Lithium-ion batteries pack a lot of energy — and challenges | Business & Technology | The Seattle Times

@Diamond Bob

Looking at the High-Res Photos from the National Transportation Safety Board you could better count them. It seems really to be 8 batteries in a row.

Looking at the the batteries product page you could find the information that Thales will integrate GS Yuasa batteries into the DreamLiner.

Digging deeper into their LVP 10 65 Data Sheet sheet, you also will find that thai are using Lithium Cobalt Oxide as cathode material. Okay, understandable if you look at Battery University's Types of Lithium Ion sheet. Its the
It's got the highest energy density (and maybe the edge on the market - so not so easy to replace).
But looking deeper into their Snapshot of an "average" Li-cobalt Battery you will find safety of a Lithium Cobalt battery is not their highest inner value.

It seems like they were really trying hard to safe weight. I hope not on the cost of security. (I wouldn't like to breath neither Lithium (which might make me a bit more happy:rolleyes:) nor Cobalt (you will find out on getting it into your lungs, yourself). Maybe the organic solvent smells & feels better. I hope it went well for the Boston and US passengers...

And, I hope it won't be Waterloo II for Thales and it won't get Boeings TraumaLiner.

Every time we get airborne in a powered aircraft, we are dealing with combustion processesses that are under careful control, i.e. the aircraft is dealing with fire under carefully controlled conditions. No big deal as long as the engineering is valid.

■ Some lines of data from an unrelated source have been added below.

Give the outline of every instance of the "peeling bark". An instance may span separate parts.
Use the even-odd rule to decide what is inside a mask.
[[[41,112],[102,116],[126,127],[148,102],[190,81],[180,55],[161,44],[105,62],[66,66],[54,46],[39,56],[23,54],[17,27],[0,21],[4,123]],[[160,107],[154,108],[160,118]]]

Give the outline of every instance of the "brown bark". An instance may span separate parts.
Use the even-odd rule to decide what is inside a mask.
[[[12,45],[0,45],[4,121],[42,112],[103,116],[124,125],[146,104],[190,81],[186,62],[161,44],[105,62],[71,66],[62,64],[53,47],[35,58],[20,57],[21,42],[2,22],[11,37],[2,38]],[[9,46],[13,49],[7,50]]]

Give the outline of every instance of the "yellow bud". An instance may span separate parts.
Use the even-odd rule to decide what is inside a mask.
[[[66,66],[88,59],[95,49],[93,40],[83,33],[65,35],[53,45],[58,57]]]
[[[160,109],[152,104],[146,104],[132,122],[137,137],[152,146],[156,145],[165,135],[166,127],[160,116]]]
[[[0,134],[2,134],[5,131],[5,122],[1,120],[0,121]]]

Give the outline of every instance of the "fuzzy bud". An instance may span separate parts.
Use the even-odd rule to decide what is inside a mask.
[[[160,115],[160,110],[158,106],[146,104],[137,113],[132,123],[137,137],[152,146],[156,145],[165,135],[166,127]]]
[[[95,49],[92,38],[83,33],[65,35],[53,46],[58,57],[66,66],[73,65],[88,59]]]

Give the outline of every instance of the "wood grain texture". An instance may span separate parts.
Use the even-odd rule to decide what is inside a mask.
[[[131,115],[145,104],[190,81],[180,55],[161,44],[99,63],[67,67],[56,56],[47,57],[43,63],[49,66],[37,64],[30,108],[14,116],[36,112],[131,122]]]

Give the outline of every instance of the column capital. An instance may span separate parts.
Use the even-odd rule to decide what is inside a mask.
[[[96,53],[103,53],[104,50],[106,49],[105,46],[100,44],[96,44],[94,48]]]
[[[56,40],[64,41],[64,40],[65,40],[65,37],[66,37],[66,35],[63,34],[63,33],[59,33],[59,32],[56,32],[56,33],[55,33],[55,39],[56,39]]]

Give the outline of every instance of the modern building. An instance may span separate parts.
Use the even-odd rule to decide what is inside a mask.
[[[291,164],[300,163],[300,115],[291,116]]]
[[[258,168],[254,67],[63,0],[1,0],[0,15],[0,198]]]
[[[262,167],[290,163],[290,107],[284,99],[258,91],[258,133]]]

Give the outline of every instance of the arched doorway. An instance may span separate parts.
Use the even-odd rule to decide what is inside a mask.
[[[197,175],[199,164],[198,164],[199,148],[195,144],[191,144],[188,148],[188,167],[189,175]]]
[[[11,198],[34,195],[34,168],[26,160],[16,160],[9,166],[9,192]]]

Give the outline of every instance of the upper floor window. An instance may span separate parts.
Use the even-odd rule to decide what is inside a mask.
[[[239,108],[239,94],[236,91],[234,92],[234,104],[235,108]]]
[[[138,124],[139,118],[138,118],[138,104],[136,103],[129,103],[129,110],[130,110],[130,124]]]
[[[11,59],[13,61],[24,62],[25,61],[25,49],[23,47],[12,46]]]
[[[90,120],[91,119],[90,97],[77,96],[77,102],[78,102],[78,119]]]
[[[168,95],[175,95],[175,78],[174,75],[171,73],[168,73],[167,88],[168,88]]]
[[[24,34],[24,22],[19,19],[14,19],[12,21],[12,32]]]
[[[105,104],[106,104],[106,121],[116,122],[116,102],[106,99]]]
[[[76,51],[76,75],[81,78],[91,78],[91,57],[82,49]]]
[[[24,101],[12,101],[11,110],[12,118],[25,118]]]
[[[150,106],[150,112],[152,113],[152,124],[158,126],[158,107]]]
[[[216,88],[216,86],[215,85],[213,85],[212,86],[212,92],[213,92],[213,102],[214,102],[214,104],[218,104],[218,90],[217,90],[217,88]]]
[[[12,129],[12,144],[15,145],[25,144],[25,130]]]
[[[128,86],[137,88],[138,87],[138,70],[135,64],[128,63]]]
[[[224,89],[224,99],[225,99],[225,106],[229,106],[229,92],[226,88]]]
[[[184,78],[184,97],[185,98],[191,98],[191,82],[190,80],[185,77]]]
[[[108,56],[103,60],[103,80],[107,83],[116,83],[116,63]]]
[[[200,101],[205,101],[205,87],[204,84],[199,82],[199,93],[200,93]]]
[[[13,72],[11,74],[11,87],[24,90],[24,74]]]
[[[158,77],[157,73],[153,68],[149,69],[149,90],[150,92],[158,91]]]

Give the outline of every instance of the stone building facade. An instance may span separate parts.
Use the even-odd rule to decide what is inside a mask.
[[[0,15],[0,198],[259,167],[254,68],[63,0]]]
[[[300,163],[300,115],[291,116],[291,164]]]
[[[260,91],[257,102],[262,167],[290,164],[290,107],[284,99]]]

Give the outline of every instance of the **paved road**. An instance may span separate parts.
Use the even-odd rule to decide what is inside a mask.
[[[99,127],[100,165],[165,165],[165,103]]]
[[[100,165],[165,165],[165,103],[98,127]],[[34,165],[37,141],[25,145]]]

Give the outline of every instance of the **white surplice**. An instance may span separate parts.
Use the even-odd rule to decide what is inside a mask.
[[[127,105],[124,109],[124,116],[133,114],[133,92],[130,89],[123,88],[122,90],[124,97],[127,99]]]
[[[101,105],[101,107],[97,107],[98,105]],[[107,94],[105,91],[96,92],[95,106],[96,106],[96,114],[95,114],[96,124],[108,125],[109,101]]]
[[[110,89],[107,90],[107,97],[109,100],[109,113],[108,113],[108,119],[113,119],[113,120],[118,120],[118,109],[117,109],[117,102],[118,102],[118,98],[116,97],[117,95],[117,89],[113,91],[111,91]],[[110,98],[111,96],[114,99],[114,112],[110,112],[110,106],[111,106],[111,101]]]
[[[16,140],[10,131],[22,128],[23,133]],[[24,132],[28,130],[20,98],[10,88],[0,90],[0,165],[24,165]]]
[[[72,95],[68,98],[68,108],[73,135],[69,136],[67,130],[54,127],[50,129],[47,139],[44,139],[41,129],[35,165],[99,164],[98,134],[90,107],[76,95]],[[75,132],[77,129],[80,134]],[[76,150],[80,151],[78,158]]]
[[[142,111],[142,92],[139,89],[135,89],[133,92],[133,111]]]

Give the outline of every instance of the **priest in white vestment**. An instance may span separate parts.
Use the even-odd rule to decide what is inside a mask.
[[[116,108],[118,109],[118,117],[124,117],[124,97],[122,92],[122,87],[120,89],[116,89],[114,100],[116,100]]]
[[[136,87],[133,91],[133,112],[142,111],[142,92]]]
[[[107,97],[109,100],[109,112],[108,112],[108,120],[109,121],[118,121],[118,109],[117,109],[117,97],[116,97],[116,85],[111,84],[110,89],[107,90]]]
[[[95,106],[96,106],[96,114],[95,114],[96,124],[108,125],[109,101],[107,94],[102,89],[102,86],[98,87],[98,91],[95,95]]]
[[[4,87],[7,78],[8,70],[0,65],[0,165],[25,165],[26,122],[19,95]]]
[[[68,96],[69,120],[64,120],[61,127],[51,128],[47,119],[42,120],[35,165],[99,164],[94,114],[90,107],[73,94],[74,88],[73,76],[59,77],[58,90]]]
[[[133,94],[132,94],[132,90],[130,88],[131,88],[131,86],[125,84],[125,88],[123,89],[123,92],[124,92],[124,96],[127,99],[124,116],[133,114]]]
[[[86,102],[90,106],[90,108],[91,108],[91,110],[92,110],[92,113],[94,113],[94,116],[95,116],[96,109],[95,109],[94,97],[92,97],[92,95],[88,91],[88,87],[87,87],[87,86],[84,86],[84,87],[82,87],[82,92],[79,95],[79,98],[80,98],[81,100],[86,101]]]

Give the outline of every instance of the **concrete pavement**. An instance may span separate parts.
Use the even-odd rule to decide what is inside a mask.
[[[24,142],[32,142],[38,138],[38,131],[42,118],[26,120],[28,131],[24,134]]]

From the pictures of the battery case of the burned battery in the Boston fire, the case was not burned through although the battery was fully involved. This is indication that Boeing's design concept included an expectation that a fire might occur in the battery and that a concept was developed to mitigate and control the damage.

The design concepts must now be reviewed in light of current experience to make sure that all the design concepts were valid. It appears that among other things, the frequency of battery fires is well in excess of engineering expectations.

The engineering expectations that the design would be sufficient for a battery fire inflight also need to be looked at from the standpoint of adequacy for a fire on ground with the aircraft stationary. This is a more difficult case than the inflight case since the venturi system for exhaust from the E&E compartment would likely not be operational.

My limited experience of intentionally burning a small discharged Lithium cell phone battery left me impressed. The organic chemicals inside the battery are extremely flammable and the flare from the battery fire left me questioning whether or not I was too close to the thing at 5' distance. This was just a very small cell phone battery!

As a betting man, I'll bet that the issue with the battery is actually with the charging system and insufficient feedback from the battery to the charging system regarding cell temperature. The charging system should not continue to charge a battery that is moving in the direction of thermal runaway.